Rezension zu "Heimsuchungen" von Chimamanda Ngozi Adichie
Während Nkems Eltern noch auf einer vertrockneten Farm Nigerias schufteten, lebt sie nun samt Hausmädchen in Philadelphia. Die Erzählung IMITATION beschreibt, wie sich Nkem dennoch im falschen Leben fühlt. Studentin Chika ist stolz auf ihre in London gekaufte Burberry Handtasche. Als sie mit dieser Tasche und in Begleitung ihrer Schwester durch Kanos Hauptstraße im Norden Nigerias schlendert, kommt es zu ethnischen Gewaltaufständen. Die Zeit der Militärdiktatur Abachas wird für Chika EIN PRIVATES ERLEBNIS, sie, die Christin, versteckt sich mit einer muslimischen Hausa Marktfrau in einem verlassenen Laden und beide verbindet die Angst um ihre Angehörigen.

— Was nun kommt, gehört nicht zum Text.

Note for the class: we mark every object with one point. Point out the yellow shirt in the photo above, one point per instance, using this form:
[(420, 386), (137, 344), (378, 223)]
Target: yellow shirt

Geografisch pendeln die 12 Erzählungen Adichies zwischen Nigeria und Nordamerika, zeitlich springen sie durch Erinnerungsschleifen in die 1970er Jahre zurück oder beschreiben unmittelbare Geschehnisse Anfang der Jahrtausendwende. Alle erzählenden Figuren, die oft - wie die Autorin – nigerianische Igbo-Wurzeln haben, stammen aus einer gebildeten, wohlhabenden Mittelschicht. Entweder leben sie in Nigeria hinter hohen Toreinfahrten und auf dem bewachten Unicampus oder sie sind dem nigerianischen Alltag aus Militärdiktatur, Polizeikontrollpunkten, Bandenkriminalität oder sexualisierter Gewalt entkommen, haben das umkämpfte Land ihrer Ahnen verlassen, um in der westlichen Welt Sicherheit und Selbstverwirklichung zu finden. Doch auch dort müssen sie tagtäglich für Freiheit und Ansehen kämpfen.
Alle Erzählungen kreisen um intime Wendepunkte, an denen sich die Figuren in unterschiedlichen Lebenssituationen und auf den verschiedenen Kontinenten fragen, ob sie tatsächlich zu „diesem Land der Kuriositäten und Derbheiten“ (54) gehören. Ob in Lagos oder Abuja, ob in New Jersey oder Princeton, sie suchen Zugehörigkeit und wollen vor allem in ihrer Individualität gesehen werden. Besonders an Adichies Erzählhaltung ist die Beschreibung des wechselhaften und unberechenbaren Verhaltens ihrer Figuren, die Diskriminierung erfahren, aber anderen Menschen ebenso mit Vorbehalten als fremd begegnen. Sehr gerne gelesen!